Let \(ABCD\) be a square, a point
\(I\) a random point on the plane.
Consider the four points, symmetric to \(I\) with respect to the midpoints of \(AB, BC, CD, AD\). Prove that these new four
points are vertices of a square.
In case you need a refresher, we say that a point \(X'\) is symmetric to a point \(X\) with respect to a point \(M\) if \(M\) is the midpoint of the segment \(XX'\).
Let \(ABCD\) be a quadrilateral whose diagonals intersect at a point \(E\).
Consider the four triangles \(ABE\), \(BCE\), \(CDE\), and \(ADE\). For each triangle, draw its medians, and let \(K\), \(J\), \(M\), and \(L\) be the points where the medians intersect in the triangles \(ABE\), \(BCE\), \(CDE\), and \(ADE\), respectively.
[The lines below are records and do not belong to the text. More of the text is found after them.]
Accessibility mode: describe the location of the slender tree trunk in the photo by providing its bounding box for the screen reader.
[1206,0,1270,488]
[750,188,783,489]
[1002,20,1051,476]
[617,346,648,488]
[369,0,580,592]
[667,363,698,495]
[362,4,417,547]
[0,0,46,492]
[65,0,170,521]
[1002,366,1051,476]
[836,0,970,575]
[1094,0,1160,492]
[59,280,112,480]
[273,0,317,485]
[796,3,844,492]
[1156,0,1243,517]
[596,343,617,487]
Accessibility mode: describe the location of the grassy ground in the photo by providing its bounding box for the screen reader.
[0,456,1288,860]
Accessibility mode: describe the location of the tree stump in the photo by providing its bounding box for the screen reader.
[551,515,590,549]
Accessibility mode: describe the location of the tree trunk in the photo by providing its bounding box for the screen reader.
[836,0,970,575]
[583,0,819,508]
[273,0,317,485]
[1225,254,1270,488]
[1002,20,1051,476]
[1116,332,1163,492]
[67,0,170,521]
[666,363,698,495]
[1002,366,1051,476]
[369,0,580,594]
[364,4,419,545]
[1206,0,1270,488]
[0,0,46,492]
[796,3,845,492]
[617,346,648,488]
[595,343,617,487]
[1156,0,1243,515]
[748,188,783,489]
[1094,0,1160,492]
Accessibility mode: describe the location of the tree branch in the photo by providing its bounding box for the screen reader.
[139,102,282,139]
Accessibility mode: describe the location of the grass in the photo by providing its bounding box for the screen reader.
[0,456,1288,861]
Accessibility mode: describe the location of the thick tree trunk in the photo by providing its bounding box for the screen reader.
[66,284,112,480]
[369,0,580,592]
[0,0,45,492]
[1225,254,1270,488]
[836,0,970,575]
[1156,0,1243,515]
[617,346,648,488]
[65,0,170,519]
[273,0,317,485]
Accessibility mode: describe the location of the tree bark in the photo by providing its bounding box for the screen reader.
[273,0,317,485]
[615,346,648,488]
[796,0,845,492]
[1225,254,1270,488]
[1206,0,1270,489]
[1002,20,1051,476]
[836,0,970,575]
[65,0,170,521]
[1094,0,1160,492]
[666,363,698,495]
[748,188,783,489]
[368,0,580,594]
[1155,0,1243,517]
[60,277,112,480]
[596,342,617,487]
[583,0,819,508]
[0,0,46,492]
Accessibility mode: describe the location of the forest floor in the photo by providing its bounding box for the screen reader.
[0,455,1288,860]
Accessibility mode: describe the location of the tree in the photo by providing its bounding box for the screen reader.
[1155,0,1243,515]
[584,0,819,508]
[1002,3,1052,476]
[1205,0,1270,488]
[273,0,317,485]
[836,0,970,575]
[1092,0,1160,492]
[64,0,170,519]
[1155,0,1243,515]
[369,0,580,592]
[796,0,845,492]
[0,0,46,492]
Prove that the quadrilateral \(KJML\) is a parallelogram.
You may wish to use the fact that the point of intersection of the medians of any triangle divides each median in the ratio \(2:1\), counting from the vertex, but if you use this fact, you should prove it.
For a trapezium \(ABCD\), let \(E\) be the point of intersection of the sides \(AB\) and \(CD\), and let the point \(G\) be the point of intersection of the diagonals of the trapezium. Finally, let \(F\) amd \(H\) be the midpoints of the sides \(BC\) and \(AD\) respectively.
Prove that the points \(E,F,G,H\) lie on one line.
The triangle \(EFG\) is isosceles with \(EF=EG\). A circle with center \(A\) is tangent to the sides \(EF\) and \(EG\) at the points \(C\) and \(B\) respectively. It is also tangent to the circle circumscribed around the triangle \(EFG\) at the point \(H\). Prove that the midpoint of the segment \(BC\) is the center of the circle inscribed into the triangle \(EFG\).
Prove that under a homothety transformation, a polygon is transformed into a similar polygon.
Hint: to show this, why is it enough for you to show that homothety preserves angles and ratios?
A convex polygon \(A_1A_2...A_n\) has the following property: if we parallel push all the lines containing the sides of the polygon for a distance \(1\) outside, we will obtain another polygon, similar to the original one with the corresponding parallel sides of the same ratio. Prove that one can inscribe a circle into the original polygon \(A_1A_2...A_n\).
For a triangle \(ABC\) denote by \(R\) the radius of the circle superscribed around \(ABC\), by \(r\) the radius of circle inscribed into \(ABC\). Prove that \(R\geq 2r\) and equality holds if and only if the triangle \(ABC\) is regular. For this problem, you may want to search about the “Euler Circle” online.
Under a homothety transformation, a line \(l\) is sent to a line \(l'\) which is parallel to \(l\).
Show that a homothety is uniquely determined by where it sends any two distinct points.